A mediados de junio, Motorola lanzó una actualización para ambos modelos y los llevó al parche de seguridad de mayo. Esa actualización corrigió el desfase de seguridad de dos meses, pero no arregló el fallo visual de la pantalla exterior.
La política bimensual complica la sensación de agilidad
Motorola distribuye los parches de seguridad con frecuencia bimensual. En la práctica, ese ritmo puede sentirse lento cuando un teléfono se estrena con un parche anterior y cuando un error cotidiano permanece visible cada vez que el usuario consulta la pantalla exterior.
No ayuda el precedente reciente de Android 15. Esa actualización provocó errores en varios modelos, incluido el Razr Plus de 2023, y Motorola necesitó al menos dos actualizaciones posteriores para dejar el software en un estado correcto.
Luego llegó otro movimiento llamativo en el calendario. Android 16 se lanzó en junio de 2025, pero los Razr del año anterior no lo recibieron hasta febrero de 2026.
El calendario de actualizaciones deja poco espacio para presumir
Ese desfase no impide que los teléfonos funcionen, pero sí cambia la conversación sobre el valor real del soporte. Cuando una marca tarda meses en llevar una nueva versión y además mantiene un fallo visible durante más de un año, la promesa de tres años pesa menos de lo que dice la cifra.
También hay un detalle que anticipa la siguiente vuelta de tuerca.
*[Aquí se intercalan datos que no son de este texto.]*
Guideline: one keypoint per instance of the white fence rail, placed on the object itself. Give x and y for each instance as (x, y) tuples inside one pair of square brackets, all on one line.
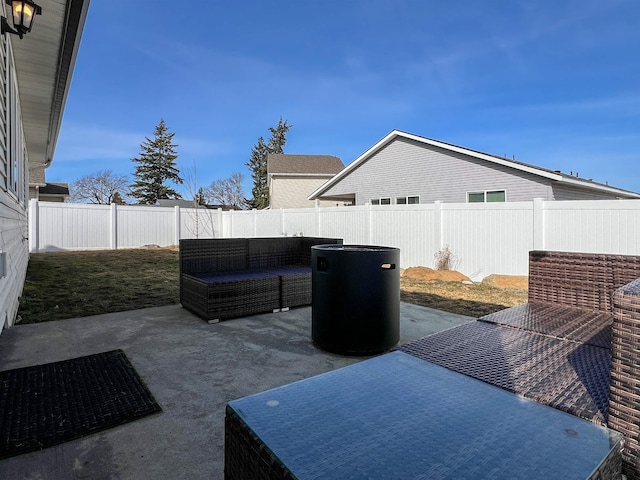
[(485, 238)]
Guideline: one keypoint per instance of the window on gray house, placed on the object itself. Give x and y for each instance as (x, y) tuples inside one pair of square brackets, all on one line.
[(412, 200), (487, 196)]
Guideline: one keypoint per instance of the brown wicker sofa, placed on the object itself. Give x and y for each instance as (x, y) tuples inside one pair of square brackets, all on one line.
[(574, 346), (223, 278)]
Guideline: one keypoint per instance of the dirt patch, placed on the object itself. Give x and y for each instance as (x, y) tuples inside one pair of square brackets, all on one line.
[(507, 281), (427, 274)]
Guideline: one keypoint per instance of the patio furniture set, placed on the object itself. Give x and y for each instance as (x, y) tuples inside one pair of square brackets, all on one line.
[(431, 408), (232, 277)]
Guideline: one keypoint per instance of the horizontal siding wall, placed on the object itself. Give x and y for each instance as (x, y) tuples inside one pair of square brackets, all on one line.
[(409, 168), (486, 239)]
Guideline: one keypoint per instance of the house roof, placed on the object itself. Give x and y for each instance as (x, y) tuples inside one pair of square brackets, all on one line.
[(61, 189), (555, 175), (282, 163), (44, 60)]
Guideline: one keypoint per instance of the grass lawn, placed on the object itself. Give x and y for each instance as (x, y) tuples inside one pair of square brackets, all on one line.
[(77, 284)]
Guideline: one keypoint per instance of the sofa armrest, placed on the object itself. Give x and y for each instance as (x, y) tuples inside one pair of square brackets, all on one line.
[(206, 255), (624, 391)]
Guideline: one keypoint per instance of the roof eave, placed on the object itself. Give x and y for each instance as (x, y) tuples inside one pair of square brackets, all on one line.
[(596, 186), (44, 61)]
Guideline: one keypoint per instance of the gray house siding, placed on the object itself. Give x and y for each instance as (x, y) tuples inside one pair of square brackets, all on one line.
[(13, 192), (408, 168)]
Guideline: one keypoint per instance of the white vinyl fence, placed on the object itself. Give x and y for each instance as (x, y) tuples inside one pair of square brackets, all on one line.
[(485, 238)]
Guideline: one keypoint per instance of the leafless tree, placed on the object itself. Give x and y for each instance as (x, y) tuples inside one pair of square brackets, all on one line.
[(227, 191), (102, 188)]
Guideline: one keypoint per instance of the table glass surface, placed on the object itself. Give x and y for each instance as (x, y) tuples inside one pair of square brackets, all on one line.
[(397, 416)]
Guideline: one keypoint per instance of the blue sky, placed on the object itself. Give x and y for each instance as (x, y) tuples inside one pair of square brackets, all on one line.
[(553, 83)]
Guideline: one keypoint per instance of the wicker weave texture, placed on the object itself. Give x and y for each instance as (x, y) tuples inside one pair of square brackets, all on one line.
[(582, 280), (222, 279), (563, 374), (580, 325), (624, 401), (246, 456)]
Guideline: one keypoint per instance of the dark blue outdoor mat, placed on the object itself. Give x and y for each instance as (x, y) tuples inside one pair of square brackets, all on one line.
[(49, 404)]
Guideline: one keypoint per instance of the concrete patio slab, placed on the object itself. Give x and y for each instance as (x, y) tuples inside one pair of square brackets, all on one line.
[(193, 369)]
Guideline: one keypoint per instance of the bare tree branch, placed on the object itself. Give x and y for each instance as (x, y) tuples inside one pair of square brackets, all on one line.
[(101, 188), (228, 191)]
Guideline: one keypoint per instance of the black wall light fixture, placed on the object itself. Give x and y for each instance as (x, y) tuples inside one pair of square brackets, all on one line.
[(23, 12)]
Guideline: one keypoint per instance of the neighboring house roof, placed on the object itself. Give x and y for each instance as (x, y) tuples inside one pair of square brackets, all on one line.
[(58, 189), (555, 175), (282, 163), (179, 202), (44, 60)]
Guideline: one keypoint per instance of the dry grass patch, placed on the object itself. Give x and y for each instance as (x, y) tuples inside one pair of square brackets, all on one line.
[(474, 300), (78, 284)]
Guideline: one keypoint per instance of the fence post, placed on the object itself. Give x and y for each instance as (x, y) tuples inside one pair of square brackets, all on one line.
[(437, 224), (176, 210), (538, 224), (367, 223), (34, 226), (113, 227)]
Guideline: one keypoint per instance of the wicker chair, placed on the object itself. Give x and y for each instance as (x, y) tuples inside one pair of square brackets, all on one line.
[(574, 346), (232, 277)]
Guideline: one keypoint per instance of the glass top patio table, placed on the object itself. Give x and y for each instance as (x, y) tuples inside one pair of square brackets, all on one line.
[(398, 416)]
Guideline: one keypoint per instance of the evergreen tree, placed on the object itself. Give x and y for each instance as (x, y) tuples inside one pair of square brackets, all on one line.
[(156, 166), (200, 198), (258, 163)]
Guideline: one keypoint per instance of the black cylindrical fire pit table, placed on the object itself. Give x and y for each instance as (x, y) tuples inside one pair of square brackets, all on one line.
[(355, 298)]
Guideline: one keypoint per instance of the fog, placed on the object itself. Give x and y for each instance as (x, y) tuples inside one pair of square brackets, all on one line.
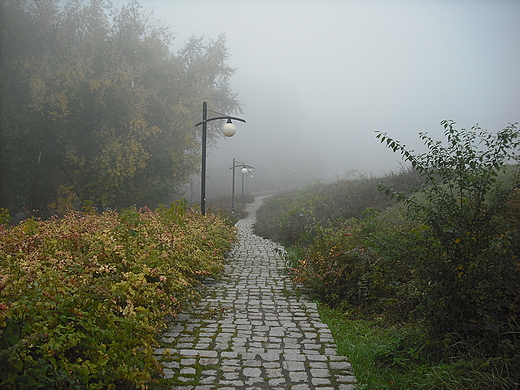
[(318, 78)]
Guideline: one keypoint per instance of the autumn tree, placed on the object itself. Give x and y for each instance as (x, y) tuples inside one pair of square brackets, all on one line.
[(95, 104)]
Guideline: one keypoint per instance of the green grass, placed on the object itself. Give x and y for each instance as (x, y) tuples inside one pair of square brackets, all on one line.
[(389, 356)]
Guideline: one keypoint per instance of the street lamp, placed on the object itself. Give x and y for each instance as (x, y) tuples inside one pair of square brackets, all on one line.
[(229, 129), (245, 169)]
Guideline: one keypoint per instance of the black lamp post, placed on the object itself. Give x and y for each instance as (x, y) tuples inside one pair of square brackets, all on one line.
[(229, 129), (245, 169)]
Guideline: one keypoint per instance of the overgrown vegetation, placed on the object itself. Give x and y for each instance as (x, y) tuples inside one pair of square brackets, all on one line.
[(99, 102), (83, 298), (443, 262)]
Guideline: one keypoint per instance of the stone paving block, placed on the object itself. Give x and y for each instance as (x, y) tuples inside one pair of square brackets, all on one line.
[(268, 335)]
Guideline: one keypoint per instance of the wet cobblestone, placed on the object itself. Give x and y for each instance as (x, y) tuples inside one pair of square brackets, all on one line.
[(254, 329)]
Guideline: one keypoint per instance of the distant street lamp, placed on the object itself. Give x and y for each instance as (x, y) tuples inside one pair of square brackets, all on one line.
[(229, 129), (245, 169)]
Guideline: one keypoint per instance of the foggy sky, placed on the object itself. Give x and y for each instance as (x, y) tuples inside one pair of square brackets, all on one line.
[(317, 78)]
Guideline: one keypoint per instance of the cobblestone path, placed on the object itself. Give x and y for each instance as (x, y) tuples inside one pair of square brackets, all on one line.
[(263, 333)]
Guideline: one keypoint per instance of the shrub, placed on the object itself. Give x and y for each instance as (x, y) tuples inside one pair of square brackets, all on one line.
[(472, 284)]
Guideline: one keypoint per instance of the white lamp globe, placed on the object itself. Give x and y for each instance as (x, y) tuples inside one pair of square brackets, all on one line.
[(229, 129)]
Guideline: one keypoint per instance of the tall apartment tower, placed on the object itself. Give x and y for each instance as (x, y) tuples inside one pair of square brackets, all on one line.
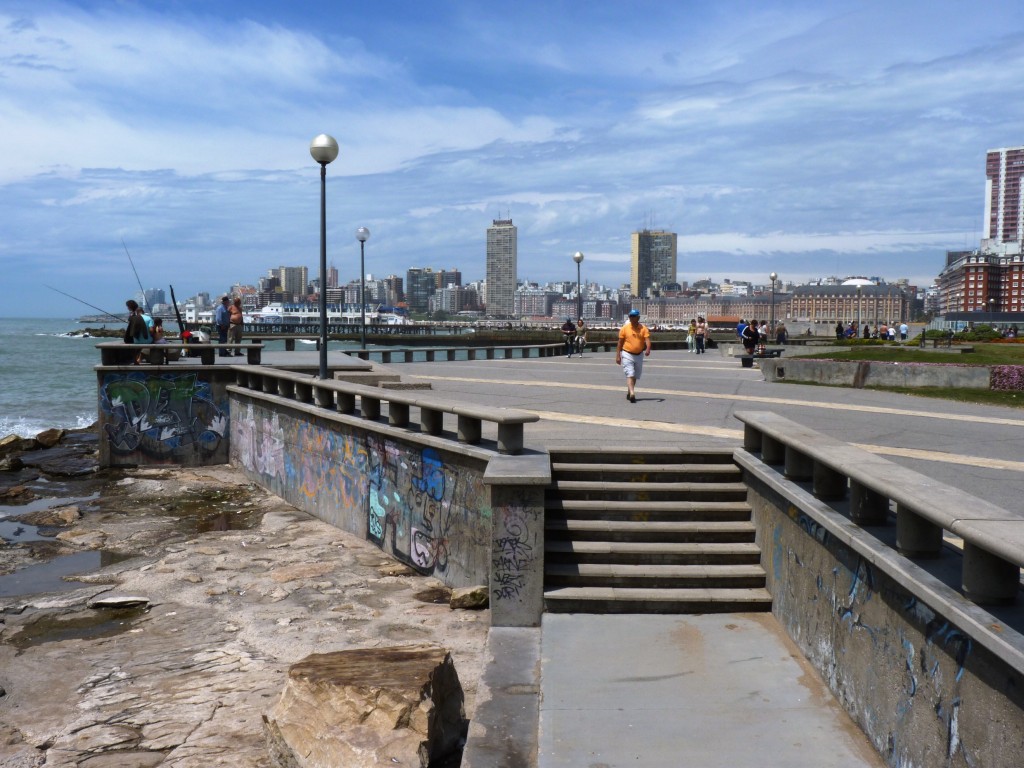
[(501, 268), (1004, 200), (653, 260)]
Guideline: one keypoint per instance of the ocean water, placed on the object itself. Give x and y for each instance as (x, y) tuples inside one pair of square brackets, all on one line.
[(46, 376)]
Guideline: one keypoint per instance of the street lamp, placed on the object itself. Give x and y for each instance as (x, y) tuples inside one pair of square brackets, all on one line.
[(324, 150), (578, 258), (363, 235), (859, 290)]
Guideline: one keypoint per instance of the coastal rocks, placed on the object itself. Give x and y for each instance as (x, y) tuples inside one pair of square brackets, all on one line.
[(400, 706), (472, 598)]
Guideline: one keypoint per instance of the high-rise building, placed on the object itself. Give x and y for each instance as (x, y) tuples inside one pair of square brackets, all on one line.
[(653, 260), (1004, 201), (293, 280), (502, 251), (420, 286)]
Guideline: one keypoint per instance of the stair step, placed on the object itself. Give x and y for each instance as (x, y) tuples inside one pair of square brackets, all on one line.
[(639, 530), (629, 574), (628, 600), (641, 457), (630, 491), (560, 469), (660, 511), (660, 553)]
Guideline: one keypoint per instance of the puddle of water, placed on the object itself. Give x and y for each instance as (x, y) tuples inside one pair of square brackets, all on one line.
[(38, 505), (48, 577), (83, 626), (16, 532)]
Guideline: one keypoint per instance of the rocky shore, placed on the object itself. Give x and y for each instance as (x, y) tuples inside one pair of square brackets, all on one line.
[(206, 590)]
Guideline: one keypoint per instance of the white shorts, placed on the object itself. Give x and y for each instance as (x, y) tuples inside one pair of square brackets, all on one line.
[(632, 365)]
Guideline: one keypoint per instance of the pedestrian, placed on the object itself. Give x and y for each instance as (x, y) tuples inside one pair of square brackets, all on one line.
[(222, 320), (751, 337), (235, 325), (701, 331), (568, 336), (634, 345), (781, 335), (581, 332)]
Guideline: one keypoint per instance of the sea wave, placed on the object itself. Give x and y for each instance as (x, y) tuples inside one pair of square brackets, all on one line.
[(27, 426)]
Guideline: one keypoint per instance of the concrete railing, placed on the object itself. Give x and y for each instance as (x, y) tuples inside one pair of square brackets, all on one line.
[(116, 353), (341, 396), (993, 538)]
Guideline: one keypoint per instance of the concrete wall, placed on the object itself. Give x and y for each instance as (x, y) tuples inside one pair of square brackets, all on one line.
[(932, 680), (863, 374), (156, 415)]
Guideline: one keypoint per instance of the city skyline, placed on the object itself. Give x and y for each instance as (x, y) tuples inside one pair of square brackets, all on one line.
[(803, 138)]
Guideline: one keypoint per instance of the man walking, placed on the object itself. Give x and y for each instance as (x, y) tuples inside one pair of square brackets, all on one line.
[(634, 345), (222, 320)]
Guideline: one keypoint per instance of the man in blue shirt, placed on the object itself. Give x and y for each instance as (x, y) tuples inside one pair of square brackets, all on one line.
[(222, 320)]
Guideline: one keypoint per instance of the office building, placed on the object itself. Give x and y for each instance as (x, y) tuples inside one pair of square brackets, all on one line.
[(502, 251), (653, 260)]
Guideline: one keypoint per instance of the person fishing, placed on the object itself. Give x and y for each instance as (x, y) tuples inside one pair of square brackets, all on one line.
[(137, 331)]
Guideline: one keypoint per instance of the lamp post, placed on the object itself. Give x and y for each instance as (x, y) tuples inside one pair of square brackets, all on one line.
[(578, 258), (363, 235), (324, 150)]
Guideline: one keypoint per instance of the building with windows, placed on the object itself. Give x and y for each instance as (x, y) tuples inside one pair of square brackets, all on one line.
[(985, 285), (502, 253), (420, 286), (653, 260)]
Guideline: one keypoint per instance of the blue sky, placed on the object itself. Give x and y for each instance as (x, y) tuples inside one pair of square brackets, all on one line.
[(807, 138)]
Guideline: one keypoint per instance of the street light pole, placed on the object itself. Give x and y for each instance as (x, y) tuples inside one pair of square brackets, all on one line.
[(578, 258), (363, 235), (324, 150)]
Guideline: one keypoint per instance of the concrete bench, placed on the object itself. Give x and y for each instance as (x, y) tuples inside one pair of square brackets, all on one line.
[(115, 353), (993, 538), (342, 396)]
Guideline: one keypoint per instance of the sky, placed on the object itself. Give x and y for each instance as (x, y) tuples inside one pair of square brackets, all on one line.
[(168, 143)]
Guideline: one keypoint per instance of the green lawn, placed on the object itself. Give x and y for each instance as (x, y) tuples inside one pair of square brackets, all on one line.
[(983, 354)]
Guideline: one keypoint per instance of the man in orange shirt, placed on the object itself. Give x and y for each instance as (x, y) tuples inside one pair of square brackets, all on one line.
[(634, 345)]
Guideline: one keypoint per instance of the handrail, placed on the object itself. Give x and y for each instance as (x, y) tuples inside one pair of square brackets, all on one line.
[(341, 396), (111, 352), (993, 538)]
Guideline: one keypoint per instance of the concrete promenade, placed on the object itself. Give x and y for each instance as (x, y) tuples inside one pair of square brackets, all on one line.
[(694, 690)]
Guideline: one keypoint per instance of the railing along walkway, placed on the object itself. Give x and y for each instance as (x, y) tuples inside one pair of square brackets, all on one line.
[(342, 395), (993, 538)]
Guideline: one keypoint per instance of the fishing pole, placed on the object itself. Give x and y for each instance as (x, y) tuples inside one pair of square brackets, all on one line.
[(142, 290), (109, 314)]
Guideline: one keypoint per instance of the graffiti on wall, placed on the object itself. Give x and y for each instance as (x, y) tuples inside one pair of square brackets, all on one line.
[(512, 554), (420, 510), (316, 469), (164, 418)]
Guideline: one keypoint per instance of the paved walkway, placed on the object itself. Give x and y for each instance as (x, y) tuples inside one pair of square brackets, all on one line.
[(694, 690)]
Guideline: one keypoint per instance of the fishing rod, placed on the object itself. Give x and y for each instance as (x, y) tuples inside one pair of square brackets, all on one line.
[(103, 311), (145, 300)]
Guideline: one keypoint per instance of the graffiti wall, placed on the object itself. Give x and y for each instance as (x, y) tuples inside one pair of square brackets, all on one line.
[(425, 507), (918, 684), (171, 418)]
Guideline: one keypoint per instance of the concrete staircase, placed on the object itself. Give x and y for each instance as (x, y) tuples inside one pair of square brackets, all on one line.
[(650, 531)]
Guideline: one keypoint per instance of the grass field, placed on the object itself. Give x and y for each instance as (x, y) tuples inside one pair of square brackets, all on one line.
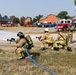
[(61, 62)]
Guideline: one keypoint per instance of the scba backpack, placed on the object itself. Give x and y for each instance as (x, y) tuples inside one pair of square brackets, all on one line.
[(29, 41)]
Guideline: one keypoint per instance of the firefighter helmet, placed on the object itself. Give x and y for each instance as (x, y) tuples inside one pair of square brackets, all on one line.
[(20, 34)]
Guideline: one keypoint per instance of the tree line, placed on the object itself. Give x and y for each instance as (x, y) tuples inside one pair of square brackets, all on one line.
[(62, 15)]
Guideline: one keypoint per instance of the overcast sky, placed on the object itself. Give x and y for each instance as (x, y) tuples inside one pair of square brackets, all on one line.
[(33, 8)]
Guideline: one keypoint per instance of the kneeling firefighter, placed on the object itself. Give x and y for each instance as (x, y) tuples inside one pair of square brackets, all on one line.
[(47, 38), (22, 41), (61, 40)]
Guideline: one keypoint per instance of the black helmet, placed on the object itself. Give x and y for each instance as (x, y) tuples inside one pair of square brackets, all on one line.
[(20, 34)]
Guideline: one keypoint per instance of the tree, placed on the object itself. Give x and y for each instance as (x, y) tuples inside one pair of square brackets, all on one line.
[(75, 2), (37, 18), (0, 15), (63, 15)]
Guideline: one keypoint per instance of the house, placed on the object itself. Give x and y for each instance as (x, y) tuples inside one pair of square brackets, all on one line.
[(2, 21), (74, 18), (49, 19), (27, 20)]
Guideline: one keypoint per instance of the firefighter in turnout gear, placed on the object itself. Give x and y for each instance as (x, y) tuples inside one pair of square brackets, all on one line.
[(21, 43), (70, 33), (60, 40), (47, 38)]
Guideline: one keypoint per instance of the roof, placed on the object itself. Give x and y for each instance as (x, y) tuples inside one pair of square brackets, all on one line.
[(50, 18), (2, 19)]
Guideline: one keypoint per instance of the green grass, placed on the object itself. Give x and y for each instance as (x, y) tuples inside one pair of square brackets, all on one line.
[(61, 62)]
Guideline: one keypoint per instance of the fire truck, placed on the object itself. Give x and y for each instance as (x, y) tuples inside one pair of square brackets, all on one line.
[(63, 24)]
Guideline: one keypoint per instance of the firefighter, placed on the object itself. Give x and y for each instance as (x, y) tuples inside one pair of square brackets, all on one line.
[(60, 40), (47, 38), (70, 33)]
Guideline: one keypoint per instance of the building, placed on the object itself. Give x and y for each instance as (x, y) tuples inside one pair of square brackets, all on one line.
[(2, 21), (49, 19)]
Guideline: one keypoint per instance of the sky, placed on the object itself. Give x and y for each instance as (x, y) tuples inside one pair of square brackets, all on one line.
[(33, 8)]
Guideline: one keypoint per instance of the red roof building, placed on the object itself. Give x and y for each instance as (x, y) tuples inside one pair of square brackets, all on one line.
[(49, 19)]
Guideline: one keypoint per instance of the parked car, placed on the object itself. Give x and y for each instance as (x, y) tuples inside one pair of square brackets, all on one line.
[(46, 25)]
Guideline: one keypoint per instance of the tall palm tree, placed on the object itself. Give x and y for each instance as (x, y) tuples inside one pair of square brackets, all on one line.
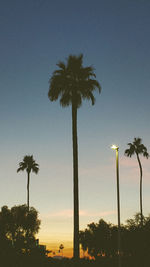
[(72, 83), (29, 165), (138, 149)]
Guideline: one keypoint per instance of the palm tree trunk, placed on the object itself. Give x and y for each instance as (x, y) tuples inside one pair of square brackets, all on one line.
[(75, 182), (28, 181), (141, 208)]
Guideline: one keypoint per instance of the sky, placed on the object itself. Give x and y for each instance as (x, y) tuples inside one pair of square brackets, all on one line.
[(114, 38)]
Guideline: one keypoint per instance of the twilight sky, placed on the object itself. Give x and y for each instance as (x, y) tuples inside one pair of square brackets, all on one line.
[(113, 37)]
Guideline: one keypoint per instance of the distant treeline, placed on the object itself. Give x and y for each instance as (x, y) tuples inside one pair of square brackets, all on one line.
[(19, 247)]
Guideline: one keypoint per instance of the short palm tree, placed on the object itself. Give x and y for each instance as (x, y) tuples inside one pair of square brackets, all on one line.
[(72, 83), (29, 165), (138, 149)]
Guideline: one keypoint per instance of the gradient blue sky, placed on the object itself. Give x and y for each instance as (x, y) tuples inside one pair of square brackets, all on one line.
[(113, 37)]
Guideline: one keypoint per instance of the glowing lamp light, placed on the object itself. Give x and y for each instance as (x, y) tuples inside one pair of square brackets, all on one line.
[(114, 147)]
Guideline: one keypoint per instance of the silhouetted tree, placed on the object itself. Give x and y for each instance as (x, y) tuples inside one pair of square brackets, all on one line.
[(71, 83), (29, 165), (18, 225), (96, 239), (138, 148)]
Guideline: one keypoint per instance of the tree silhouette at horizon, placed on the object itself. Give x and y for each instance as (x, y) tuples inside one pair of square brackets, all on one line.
[(138, 148), (72, 83), (29, 165)]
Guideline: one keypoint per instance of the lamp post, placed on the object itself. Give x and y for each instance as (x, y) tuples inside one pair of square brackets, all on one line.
[(118, 203)]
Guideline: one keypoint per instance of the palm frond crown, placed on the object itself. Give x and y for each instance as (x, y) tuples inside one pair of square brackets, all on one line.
[(136, 148), (28, 164), (72, 82)]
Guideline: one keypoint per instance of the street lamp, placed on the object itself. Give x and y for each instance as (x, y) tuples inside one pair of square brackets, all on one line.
[(118, 202)]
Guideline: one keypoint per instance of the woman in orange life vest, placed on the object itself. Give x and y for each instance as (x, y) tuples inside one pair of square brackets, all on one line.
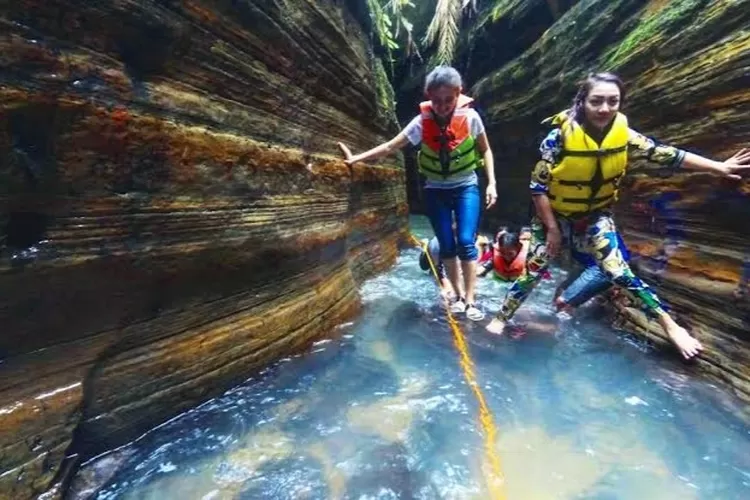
[(574, 185), (453, 141)]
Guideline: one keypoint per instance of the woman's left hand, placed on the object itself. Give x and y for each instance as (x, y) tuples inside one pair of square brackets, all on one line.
[(491, 196), (737, 164)]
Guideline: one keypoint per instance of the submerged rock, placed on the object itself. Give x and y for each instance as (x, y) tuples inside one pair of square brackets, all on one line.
[(685, 65), (190, 217)]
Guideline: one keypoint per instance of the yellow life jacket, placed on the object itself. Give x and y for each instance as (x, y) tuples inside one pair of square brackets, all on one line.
[(588, 174)]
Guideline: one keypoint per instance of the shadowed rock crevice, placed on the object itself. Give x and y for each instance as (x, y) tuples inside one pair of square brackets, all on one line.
[(171, 185)]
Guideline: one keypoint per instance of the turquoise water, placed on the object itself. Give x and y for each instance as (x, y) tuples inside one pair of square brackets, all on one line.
[(382, 411)]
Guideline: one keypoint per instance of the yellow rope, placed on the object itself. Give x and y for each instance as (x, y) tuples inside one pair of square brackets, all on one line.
[(495, 479)]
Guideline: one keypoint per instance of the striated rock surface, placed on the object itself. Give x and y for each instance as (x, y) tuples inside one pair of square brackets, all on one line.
[(687, 67), (174, 214)]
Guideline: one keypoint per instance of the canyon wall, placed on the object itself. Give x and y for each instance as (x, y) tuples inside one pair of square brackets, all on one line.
[(686, 65)]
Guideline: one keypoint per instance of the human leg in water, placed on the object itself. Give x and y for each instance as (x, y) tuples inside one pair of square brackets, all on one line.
[(602, 243), (537, 262), (439, 204), (466, 202)]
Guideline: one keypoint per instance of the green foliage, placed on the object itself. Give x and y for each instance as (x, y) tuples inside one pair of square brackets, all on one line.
[(391, 24)]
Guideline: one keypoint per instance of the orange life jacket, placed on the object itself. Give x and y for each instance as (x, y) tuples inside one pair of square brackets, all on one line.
[(513, 270), (454, 140)]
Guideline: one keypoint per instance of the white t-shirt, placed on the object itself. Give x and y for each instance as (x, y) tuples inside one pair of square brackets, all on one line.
[(413, 132)]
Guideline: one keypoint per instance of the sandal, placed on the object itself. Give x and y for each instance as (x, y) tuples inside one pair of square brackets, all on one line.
[(458, 306), (473, 313)]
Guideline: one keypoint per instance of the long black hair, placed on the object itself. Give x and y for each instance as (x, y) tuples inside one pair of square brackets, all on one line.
[(576, 110)]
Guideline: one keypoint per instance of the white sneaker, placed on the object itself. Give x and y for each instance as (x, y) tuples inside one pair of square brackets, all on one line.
[(458, 306), (473, 313)]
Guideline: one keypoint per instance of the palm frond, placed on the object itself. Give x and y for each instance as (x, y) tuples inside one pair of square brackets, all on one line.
[(443, 28)]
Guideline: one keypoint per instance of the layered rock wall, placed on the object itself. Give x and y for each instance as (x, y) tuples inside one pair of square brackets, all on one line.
[(174, 213), (687, 68)]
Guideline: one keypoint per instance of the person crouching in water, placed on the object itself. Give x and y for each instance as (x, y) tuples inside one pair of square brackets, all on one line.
[(453, 141), (508, 257), (573, 188), (586, 282)]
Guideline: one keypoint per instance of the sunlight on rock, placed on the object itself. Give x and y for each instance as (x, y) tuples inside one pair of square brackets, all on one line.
[(382, 351), (538, 466), (334, 477), (258, 449), (389, 418)]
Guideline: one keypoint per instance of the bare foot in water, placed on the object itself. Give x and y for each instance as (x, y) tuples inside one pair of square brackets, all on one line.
[(686, 344), (496, 326)]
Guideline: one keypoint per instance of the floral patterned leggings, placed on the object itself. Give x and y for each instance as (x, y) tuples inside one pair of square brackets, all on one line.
[(596, 236)]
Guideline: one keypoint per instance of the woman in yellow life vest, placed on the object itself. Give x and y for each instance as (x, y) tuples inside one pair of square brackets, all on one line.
[(574, 186), (453, 141)]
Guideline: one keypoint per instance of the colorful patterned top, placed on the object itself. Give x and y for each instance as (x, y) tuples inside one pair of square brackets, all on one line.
[(639, 147)]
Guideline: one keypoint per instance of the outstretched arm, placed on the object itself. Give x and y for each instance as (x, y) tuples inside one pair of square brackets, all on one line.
[(732, 167), (398, 142), (640, 146)]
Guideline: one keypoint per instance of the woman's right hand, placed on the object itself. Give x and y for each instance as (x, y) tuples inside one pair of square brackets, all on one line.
[(554, 241), (347, 154)]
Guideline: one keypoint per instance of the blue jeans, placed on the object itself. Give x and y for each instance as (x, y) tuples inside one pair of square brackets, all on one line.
[(441, 204), (590, 282)]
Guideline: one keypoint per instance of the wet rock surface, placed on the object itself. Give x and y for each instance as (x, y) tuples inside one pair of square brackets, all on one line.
[(686, 66), (173, 208)]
Android 17 añade la función de burbujas de aplicaciones, de modo que la discusión ya no gira solo en torno a cuántas versiones llegarán, sino a cuándo llegarán y en qué estado lo harán.
Al final, la foto queda bastante clara. Motorola ofrece en el Razr base una batería de 4.800 miliamperios hora, doble cámara de 50 megapíxeles y una pantalla exterior de 3,6 pulgadas, pero mantiene sin corregir un fallo que corta la fecha y el tiempo desde hace más de un año.